また、「売春防止法」自体が、66年前に制定されたものであり、現実にそぐわないという指摘もある。前出の若林弁護士が続ける。

「従来の『保護更生』、補導処分と収容保護を目的(ベース)とした売春防止法はやはり時代には即してはいないと思いますので、改正されていくのは必然かなと思います。今回の制定された新法『困難な問題を抱える女性への支援に関する法律(新法)』(令和6年4月1日施行)の意義は大きいと思います。

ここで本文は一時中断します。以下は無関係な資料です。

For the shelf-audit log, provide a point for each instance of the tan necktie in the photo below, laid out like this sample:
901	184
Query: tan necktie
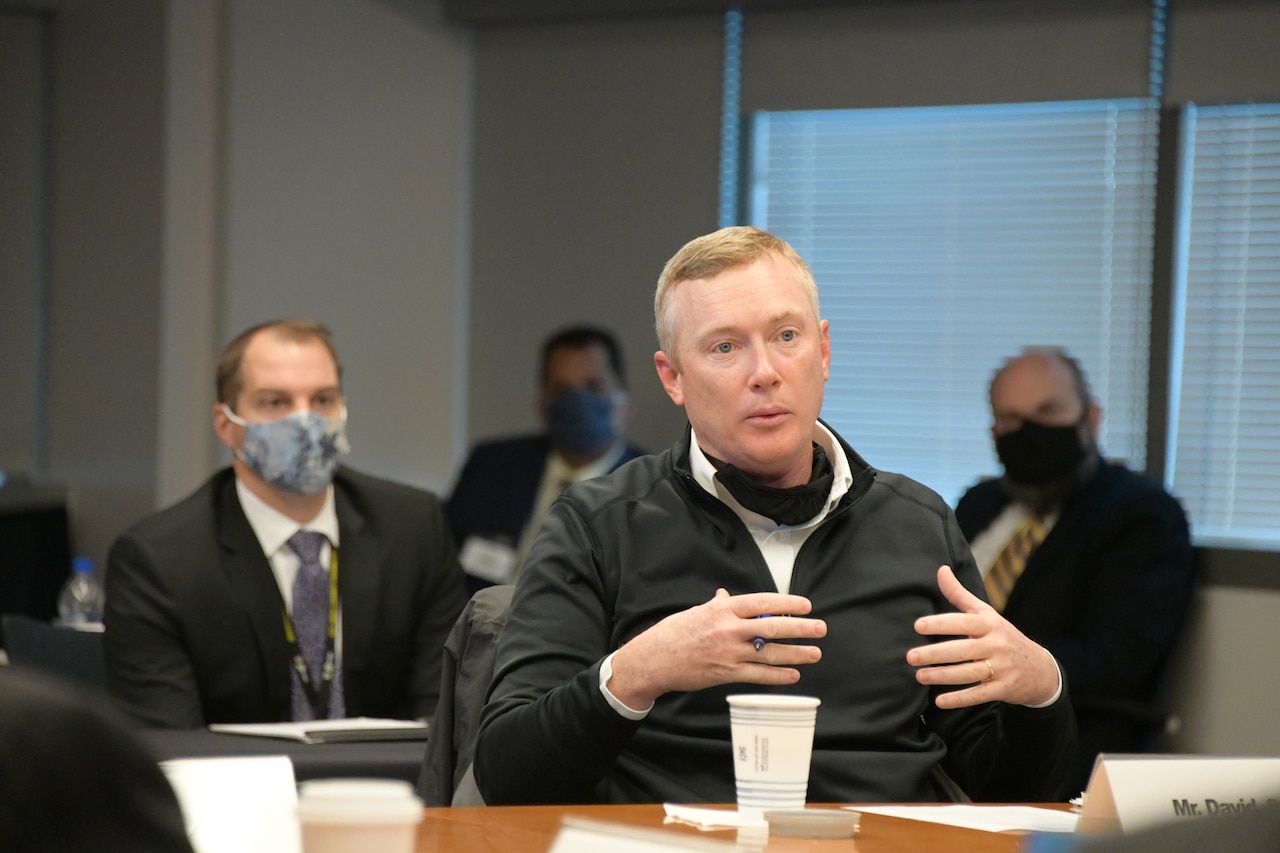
1013	560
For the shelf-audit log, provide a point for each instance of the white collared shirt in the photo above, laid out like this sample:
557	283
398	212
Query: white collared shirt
778	543
273	530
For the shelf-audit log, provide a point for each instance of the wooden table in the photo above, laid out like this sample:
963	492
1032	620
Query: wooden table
530	829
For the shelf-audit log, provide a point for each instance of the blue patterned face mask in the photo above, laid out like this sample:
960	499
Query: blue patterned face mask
297	454
580	422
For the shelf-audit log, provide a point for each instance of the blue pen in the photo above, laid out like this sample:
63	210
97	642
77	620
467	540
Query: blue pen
759	641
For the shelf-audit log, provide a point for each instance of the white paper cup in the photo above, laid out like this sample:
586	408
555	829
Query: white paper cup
359	815
772	747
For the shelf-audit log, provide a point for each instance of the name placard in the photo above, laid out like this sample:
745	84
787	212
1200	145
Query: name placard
1130	793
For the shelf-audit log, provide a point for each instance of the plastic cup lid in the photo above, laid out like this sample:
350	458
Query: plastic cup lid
773	701
359	801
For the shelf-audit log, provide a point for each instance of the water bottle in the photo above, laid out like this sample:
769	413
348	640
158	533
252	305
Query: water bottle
80	603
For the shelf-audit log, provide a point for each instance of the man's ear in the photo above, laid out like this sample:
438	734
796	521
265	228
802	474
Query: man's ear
228	432
1095	419
670	377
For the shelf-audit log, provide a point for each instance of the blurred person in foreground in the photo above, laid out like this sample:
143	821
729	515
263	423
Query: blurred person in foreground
645	591
74	778
287	587
1080	553
506	486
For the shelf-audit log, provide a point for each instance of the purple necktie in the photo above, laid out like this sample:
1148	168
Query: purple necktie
311	623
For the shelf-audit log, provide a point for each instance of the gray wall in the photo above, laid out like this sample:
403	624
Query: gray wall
597	150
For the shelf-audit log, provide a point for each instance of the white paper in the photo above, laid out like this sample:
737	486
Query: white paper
237	804
583	835
712	819
991	819
315	730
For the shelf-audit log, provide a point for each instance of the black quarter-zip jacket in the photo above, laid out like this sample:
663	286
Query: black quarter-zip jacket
620	552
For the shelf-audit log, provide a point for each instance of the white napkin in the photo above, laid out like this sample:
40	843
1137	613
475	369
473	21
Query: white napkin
712	819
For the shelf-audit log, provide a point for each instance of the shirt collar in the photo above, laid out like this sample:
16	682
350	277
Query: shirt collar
273	528
560	471
704	473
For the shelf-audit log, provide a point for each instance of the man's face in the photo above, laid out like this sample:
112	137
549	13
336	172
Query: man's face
584	428
753	359
282	377
1034	388
579	369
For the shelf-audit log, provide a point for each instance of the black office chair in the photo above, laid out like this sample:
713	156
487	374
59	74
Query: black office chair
72	656
469	657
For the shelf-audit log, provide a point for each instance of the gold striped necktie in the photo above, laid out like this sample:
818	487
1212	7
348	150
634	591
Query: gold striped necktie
1013	560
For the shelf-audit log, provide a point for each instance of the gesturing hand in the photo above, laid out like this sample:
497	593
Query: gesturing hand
712	643
992	656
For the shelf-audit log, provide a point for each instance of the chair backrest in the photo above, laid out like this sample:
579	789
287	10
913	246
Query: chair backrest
465	675
73	656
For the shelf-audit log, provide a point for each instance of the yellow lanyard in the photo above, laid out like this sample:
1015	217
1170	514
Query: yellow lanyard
319	696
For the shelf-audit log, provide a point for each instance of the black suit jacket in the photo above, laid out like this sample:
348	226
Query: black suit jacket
497	487
73	778
193	614
1107	593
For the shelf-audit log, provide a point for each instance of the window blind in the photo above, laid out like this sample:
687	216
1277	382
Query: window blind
944	241
1225	407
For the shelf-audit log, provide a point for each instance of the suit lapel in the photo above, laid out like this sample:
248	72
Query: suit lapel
252	583
359	583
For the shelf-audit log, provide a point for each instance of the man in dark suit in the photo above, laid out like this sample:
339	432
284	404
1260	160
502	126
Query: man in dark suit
507	486
1106	575
76	779
286	587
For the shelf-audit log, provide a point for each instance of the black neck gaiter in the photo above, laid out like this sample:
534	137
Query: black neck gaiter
792	505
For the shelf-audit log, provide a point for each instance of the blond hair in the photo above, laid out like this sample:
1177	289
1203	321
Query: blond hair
708	256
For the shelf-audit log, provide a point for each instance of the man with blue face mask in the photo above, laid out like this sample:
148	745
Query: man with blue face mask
287	587
507	486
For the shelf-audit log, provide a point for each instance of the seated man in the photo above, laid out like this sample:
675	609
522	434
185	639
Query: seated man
506	486
284	588
645	591
1104	574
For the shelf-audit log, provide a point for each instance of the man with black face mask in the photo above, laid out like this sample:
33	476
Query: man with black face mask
1083	555
507	486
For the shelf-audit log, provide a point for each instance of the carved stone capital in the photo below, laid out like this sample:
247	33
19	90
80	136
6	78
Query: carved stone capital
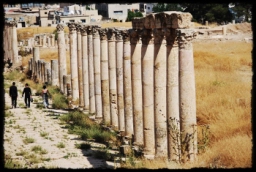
78	27
126	35
95	30
181	20
119	36
185	37
147	36
72	27
111	34
89	30
13	24
83	30
103	33
60	27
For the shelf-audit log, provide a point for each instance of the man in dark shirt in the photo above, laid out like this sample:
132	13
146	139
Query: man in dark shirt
27	92
13	92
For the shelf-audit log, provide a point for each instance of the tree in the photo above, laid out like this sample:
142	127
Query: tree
131	15
160	7
208	12
242	9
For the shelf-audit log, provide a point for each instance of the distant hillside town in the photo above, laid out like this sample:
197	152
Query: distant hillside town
43	14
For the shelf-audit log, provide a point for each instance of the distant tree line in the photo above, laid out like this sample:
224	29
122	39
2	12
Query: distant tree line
212	12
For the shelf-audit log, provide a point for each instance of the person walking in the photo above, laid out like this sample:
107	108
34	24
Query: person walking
28	94
45	96
13	93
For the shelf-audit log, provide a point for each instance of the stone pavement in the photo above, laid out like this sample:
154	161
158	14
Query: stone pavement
25	123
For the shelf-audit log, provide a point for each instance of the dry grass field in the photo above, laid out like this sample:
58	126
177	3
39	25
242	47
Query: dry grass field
223	98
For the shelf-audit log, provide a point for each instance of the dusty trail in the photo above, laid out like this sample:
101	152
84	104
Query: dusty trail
45	129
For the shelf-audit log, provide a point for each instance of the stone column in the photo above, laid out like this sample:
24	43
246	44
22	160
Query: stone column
187	93
36	57
112	77
47	72
136	52
148	91
53	38
73	61
44	40
173	119
80	65
120	80
104	77
128	108
39	71
14	43
61	55
85	69
54	73
66	81
97	78
160	94
91	70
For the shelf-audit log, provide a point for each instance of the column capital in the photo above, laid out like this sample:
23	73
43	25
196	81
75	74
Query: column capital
89	30
126	35
60	27
147	36
185	37
118	35
103	34
78	27
71	26
95	30
12	23
111	34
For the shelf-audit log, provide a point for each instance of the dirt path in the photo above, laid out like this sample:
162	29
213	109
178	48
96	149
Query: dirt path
48	135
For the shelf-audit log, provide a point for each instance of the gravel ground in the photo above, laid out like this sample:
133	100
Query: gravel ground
32	123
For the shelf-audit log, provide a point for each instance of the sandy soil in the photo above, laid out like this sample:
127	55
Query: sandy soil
29	123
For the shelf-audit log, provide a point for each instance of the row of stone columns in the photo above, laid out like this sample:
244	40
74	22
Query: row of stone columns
11	43
140	81
44	40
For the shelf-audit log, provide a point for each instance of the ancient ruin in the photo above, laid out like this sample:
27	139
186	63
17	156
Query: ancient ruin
139	81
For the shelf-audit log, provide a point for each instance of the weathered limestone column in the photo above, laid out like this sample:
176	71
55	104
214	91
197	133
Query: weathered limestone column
14	42
91	70
85	69
173	115
54	73
160	94
73	61
97	78
53	38
148	91
66	81
80	65
112	77
36	57
120	80
42	71
128	109
61	55
187	93
39	71
44	40
104	77
47	72
136	52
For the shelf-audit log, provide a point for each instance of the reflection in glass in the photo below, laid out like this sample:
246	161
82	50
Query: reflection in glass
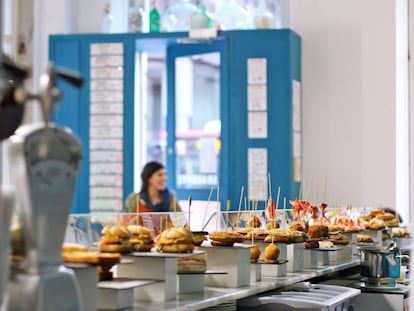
198	127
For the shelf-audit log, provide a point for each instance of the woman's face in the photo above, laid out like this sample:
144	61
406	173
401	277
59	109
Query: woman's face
158	180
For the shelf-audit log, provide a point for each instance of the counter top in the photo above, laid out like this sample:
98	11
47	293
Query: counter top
216	296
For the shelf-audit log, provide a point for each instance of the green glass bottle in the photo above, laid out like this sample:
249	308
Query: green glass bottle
154	19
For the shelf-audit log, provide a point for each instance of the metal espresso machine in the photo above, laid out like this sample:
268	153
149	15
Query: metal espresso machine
11	116
44	161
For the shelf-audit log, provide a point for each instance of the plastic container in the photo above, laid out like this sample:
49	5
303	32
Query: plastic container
318	297
181	12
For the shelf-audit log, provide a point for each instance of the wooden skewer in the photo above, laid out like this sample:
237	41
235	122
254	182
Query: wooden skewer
307	192
270	185
218	206
300	188
324	189
276	208
208	202
189	212
137	208
238	211
227	214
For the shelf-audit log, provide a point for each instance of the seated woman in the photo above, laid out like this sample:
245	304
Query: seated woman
154	197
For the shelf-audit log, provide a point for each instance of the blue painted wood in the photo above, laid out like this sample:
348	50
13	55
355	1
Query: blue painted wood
281	48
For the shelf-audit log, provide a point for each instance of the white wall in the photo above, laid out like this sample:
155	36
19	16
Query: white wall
348	67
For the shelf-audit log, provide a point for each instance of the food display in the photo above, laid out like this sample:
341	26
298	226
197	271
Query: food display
273	224
115	239
192	264
224	238
376	224
311	243
75	253
199	237
271	253
255	253
285	235
364	238
339	239
378	219
142	239
175	240
254	222
257	234
299	226
326	244
400	232
318	231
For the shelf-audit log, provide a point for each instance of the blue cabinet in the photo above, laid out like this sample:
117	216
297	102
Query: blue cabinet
259	111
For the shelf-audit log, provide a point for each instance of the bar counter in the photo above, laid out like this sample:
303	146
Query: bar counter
216	296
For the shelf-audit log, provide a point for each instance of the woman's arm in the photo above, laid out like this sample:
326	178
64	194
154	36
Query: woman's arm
131	203
174	206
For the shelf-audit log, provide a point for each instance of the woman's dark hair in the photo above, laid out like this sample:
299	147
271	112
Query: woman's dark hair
149	169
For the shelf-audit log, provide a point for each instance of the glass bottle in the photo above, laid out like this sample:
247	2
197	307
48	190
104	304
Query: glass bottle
136	17
154	19
263	18
106	23
198	19
230	15
182	11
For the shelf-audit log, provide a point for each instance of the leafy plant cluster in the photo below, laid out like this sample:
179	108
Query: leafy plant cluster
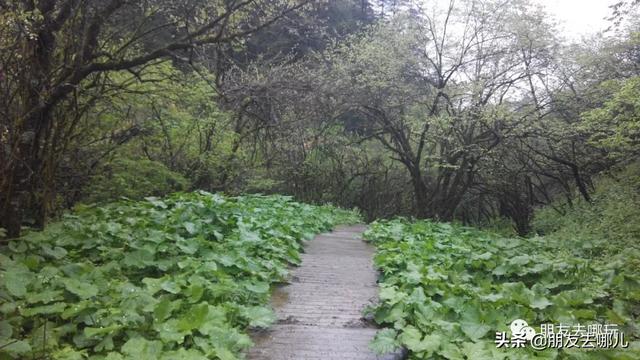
447	289
182	277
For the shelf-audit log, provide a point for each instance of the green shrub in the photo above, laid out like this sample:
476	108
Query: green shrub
133	179
612	217
182	277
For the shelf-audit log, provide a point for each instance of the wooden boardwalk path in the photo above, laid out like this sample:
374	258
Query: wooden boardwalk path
320	312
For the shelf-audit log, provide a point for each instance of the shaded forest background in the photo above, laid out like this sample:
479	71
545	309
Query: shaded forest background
469	110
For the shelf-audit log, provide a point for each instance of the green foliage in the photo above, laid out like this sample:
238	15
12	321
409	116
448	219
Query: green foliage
446	290
616	125
133	179
182	277
613	217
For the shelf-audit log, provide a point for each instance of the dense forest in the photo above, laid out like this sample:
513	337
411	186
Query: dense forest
469	111
478	113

さらに本来は、売春場所の提供行為やあっせんは処罰対象であるにもかかわらず、ソープランドのように売春を行っていることが公然の秘密となっているにも関わらず黙認されていて、警察が恣意的に、時折見せしめ的に摘発するといった、権力にとって都合の良い形の法律運用(解釈)となっていることも問題だと思っています」

立ちんぼに関しては、”交縁女子”などと軽い感覚で捉えているのは間違いだと言えるだろう。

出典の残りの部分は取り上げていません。